1const { Router } = require('@edgio/core/router')
2module.exports = new Router()
3 .destination(
4 'legacy_experience', // displayed in the destination dropdown in the traffic splitting section of your environment configuration in the Edgio Developer console
5 new Router()
6 // additional routing rules for the legacy experience go here
7 .fallback(({ proxy }) => proxy('legacy')),
8 )
9 .destination(
10 'new_experience', // displayed in the destination dropdown in the traffic splitting section of your environment configuration in the Edgio Developer console
11 new Router()
12 // additional routing rules for the new experience go here
13 .fallback(({ proxy }) => proxy('new')),
14 )
After deploying a router with multiple destinations, all requests will be sent to the first destination until you have defined traffic splitting rules within the Edgio Developer console.

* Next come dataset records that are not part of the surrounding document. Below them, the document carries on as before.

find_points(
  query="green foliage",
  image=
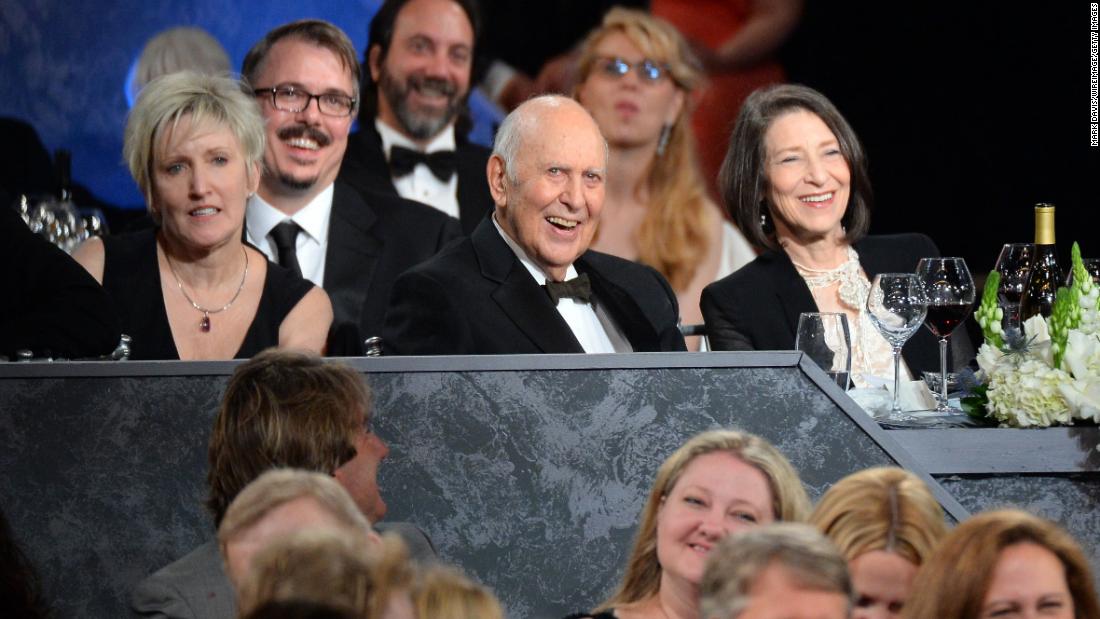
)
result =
(989, 314)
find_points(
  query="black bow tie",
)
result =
(578, 288)
(403, 161)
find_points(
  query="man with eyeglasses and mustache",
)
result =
(351, 242)
(410, 141)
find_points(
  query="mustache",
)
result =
(304, 131)
(440, 86)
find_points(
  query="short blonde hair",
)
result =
(735, 564)
(444, 593)
(176, 50)
(281, 486)
(882, 508)
(321, 565)
(955, 579)
(790, 501)
(204, 98)
(674, 232)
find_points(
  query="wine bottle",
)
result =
(1045, 274)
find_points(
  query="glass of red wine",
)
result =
(949, 289)
(1014, 266)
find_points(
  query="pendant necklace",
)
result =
(205, 323)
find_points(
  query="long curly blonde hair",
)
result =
(673, 235)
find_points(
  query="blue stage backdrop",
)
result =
(64, 66)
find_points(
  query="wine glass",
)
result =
(1014, 265)
(824, 338)
(897, 306)
(949, 288)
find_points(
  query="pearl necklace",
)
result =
(205, 323)
(854, 287)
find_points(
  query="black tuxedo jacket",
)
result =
(372, 240)
(365, 167)
(475, 297)
(757, 307)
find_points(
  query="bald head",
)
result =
(528, 117)
(547, 180)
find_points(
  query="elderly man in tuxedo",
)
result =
(281, 409)
(525, 282)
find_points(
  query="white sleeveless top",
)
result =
(871, 354)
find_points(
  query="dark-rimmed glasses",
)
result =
(289, 99)
(648, 70)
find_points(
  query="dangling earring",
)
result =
(662, 141)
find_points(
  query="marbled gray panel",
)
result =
(103, 479)
(1073, 501)
(530, 479)
(535, 479)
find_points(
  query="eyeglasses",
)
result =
(289, 99)
(648, 70)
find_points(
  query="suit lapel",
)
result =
(623, 308)
(518, 296)
(352, 254)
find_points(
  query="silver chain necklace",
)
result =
(205, 323)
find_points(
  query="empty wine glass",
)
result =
(897, 306)
(1014, 265)
(824, 338)
(949, 288)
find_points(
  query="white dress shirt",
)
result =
(592, 325)
(312, 239)
(424, 186)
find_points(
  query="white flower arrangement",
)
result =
(1049, 373)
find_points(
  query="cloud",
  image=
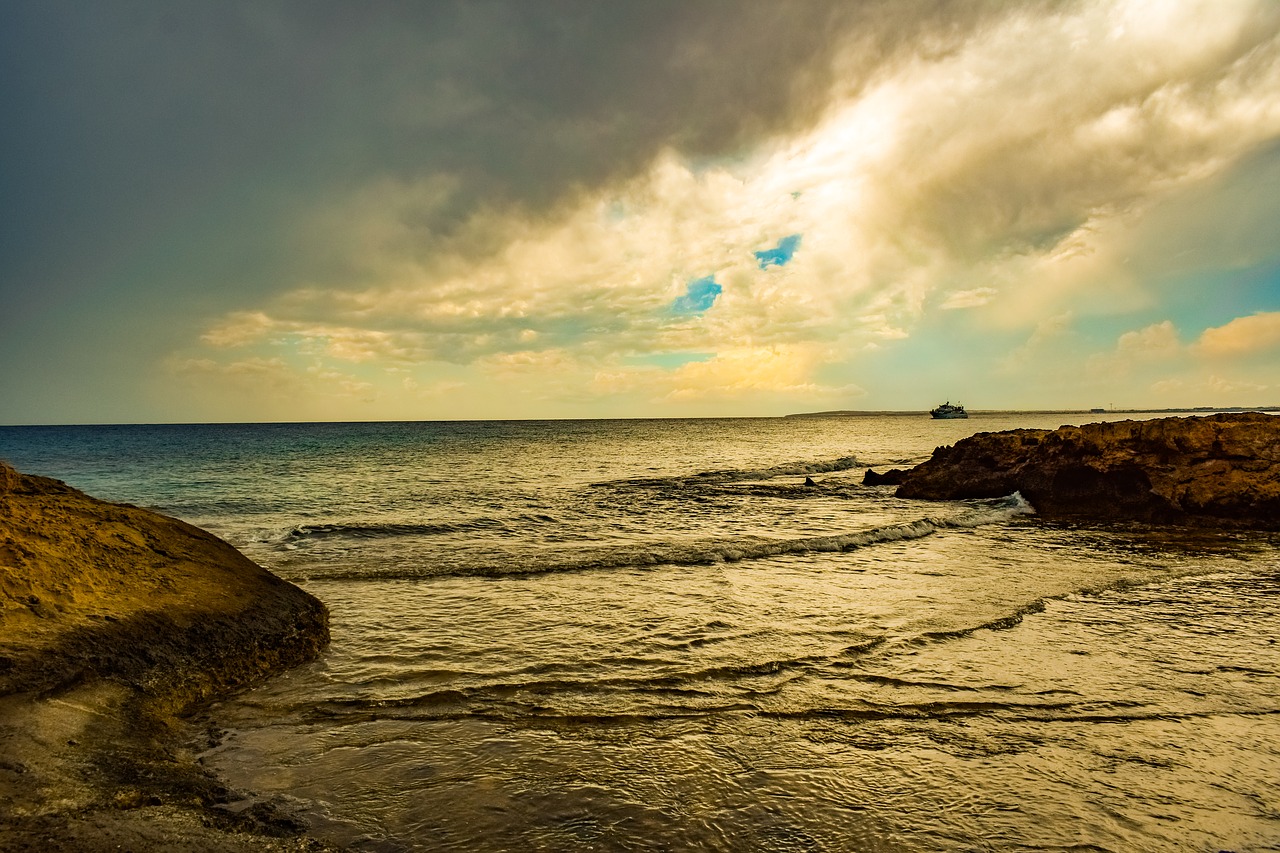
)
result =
(976, 297)
(698, 296)
(1243, 336)
(1011, 160)
(1155, 342)
(781, 254)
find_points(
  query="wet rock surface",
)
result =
(1220, 470)
(114, 623)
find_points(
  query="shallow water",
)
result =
(649, 635)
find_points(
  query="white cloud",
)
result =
(976, 297)
(1242, 337)
(1156, 342)
(1018, 159)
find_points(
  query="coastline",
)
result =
(115, 624)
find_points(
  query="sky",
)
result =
(435, 210)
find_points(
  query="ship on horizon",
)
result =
(947, 411)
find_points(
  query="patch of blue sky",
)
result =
(1206, 299)
(781, 254)
(699, 296)
(670, 360)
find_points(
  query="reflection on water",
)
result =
(824, 702)
(654, 635)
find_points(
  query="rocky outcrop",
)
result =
(114, 621)
(1219, 470)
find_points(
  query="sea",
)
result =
(711, 635)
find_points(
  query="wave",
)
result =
(731, 475)
(703, 552)
(356, 530)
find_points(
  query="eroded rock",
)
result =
(1219, 469)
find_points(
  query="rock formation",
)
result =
(115, 620)
(1219, 470)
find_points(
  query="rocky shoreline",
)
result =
(115, 623)
(1219, 470)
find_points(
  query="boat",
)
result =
(949, 411)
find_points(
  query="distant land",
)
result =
(1189, 410)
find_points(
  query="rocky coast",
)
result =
(1217, 470)
(117, 623)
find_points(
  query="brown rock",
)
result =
(113, 621)
(892, 477)
(90, 588)
(1220, 470)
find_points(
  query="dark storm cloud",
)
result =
(126, 121)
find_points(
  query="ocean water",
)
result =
(653, 635)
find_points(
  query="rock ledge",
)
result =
(1219, 470)
(114, 621)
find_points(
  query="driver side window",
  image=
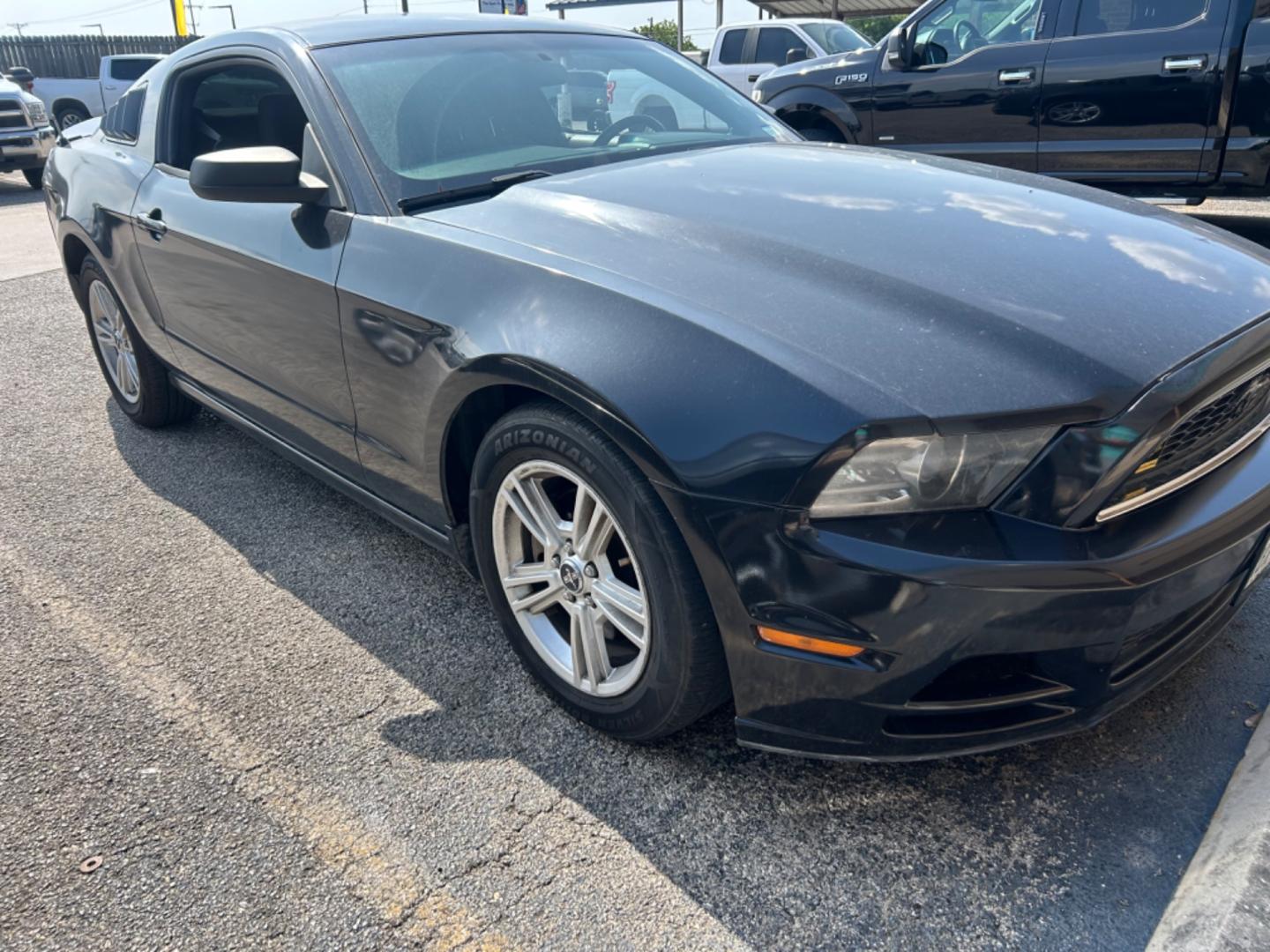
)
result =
(960, 26)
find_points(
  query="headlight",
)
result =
(915, 473)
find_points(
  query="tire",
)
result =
(683, 674)
(822, 133)
(70, 115)
(140, 385)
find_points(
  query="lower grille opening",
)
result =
(967, 723)
(989, 681)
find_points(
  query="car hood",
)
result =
(908, 286)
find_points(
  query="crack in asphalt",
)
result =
(371, 867)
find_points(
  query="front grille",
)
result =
(11, 115)
(1199, 437)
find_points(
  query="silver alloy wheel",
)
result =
(571, 577)
(113, 340)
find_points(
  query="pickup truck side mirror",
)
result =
(254, 175)
(897, 49)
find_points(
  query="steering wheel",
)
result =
(629, 123)
(968, 36)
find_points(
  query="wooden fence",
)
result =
(78, 57)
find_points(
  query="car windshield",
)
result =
(439, 113)
(834, 37)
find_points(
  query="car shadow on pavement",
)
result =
(16, 190)
(1065, 844)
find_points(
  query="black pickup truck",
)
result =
(1143, 97)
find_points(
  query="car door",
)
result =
(972, 88)
(247, 290)
(1131, 89)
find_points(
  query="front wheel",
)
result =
(591, 579)
(70, 115)
(138, 380)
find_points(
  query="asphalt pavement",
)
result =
(263, 716)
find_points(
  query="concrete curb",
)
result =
(1223, 900)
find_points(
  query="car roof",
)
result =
(360, 29)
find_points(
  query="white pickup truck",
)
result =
(742, 52)
(71, 100)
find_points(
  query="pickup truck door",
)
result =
(247, 290)
(973, 88)
(1131, 89)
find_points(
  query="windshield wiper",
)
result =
(482, 190)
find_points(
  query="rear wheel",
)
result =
(138, 380)
(591, 579)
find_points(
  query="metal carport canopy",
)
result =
(830, 9)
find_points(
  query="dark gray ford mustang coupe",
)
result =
(906, 456)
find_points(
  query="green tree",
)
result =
(875, 26)
(667, 33)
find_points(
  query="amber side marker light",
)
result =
(803, 643)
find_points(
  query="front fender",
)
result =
(802, 100)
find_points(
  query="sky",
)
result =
(51, 17)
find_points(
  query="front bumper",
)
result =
(26, 149)
(982, 629)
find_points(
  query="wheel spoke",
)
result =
(130, 366)
(594, 648)
(533, 574)
(534, 510)
(104, 302)
(624, 607)
(104, 335)
(594, 531)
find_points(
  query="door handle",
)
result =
(153, 224)
(1016, 77)
(1185, 63)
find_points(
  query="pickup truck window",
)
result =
(1132, 16)
(836, 37)
(451, 112)
(732, 48)
(234, 107)
(775, 43)
(960, 26)
(122, 121)
(130, 70)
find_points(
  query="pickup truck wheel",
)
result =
(70, 115)
(591, 579)
(138, 380)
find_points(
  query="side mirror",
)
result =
(897, 54)
(254, 175)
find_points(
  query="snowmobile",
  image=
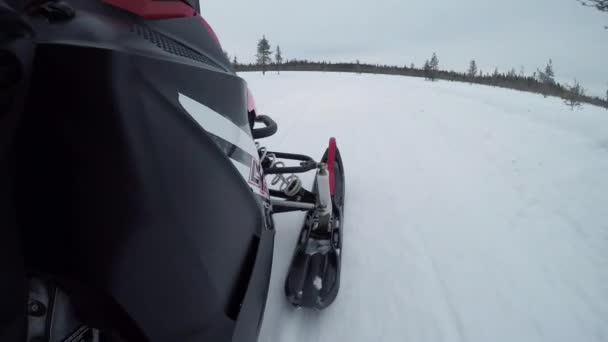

Step 3. Configure Traffic Splitting Rules in the Edgio Developer console

  1. Log into your account, then navigate to the environment in which you want to configure the iterative migration and click Edit:
    Edit Environment
  2. Scroll to the Split Testing section and click Add Rule:
    Add Split Test Rule
  3. Select the amount of traffic to send to each destination or environment:
    2. Choose a destination from the drop-down menu and enter a percentage for each destination.
      Add Split Test Rule Destination

Adding Additional Rules

You can add additional rules to the traffic split as well. For example, you can allow testers to access a specific experience all of the time by setting a cookie value. In addition to cookie value, you can split traffic based on header value, path, IP address, URL parameters, device type, browser type, and bot boolean. Here’s an example:
Add Split Test Additional Rules

Rule Ordering

The order of rules is critical. Rules are matched from top to bottom. When handling a request, the first matching rule will be used for the request. Given the rules setup in the examples above, you would need to move the force-new cookie rule to the top so that it takes precedence over the other rule that splits all traffic without any criteria. Use the “grip” icon to reorder rules by dragging and dropping:
Split Test Rule Ordering

Step 4. Complete the Configuration

Click the Activate button at the top of the environment:
Activate Environment

Common Pitfalls for Site Migrations

  • Incomplete routing for static assets, eg. /images/header.png only exists on the legacy environment but there are no routing rules for that file.
    • For example, a new page at url /about-us is being rolled out. The new page has its static image assets at /images/* but the legacy site also has static images at /images/*. As a result, without careful routing rules, the new page might try to load missing files from the legacy environment.
    • One way to solve this is to ensure that static assets from the new site live at a completely distinct path from where they live at the legacy site. In the previous example, the new site might be built with static images located at /img/* while the legacy site has those files at /images/*. The router can then proxy the new site for all /img/* paths and the legacy site for all /images/* paths.
    • If the paths are distinct, it is also possible to route the static asset based on the referer url. If the referer url matches a path that is defined as one going to the new environment, any static assets should also be loaded from the new environment.
    • If it’s not possible to separate the paths from the two environments, a fallback trick can be used whereby the router first tries to load content from one origin, and if that fails, automatically retries against the second origin.
  • Missing or incorrect host header entries causing content not to load from the legacy environment.
  • Links from new content pointing to pages that are still in draft in the new environment and which do not exist in the legacy environment.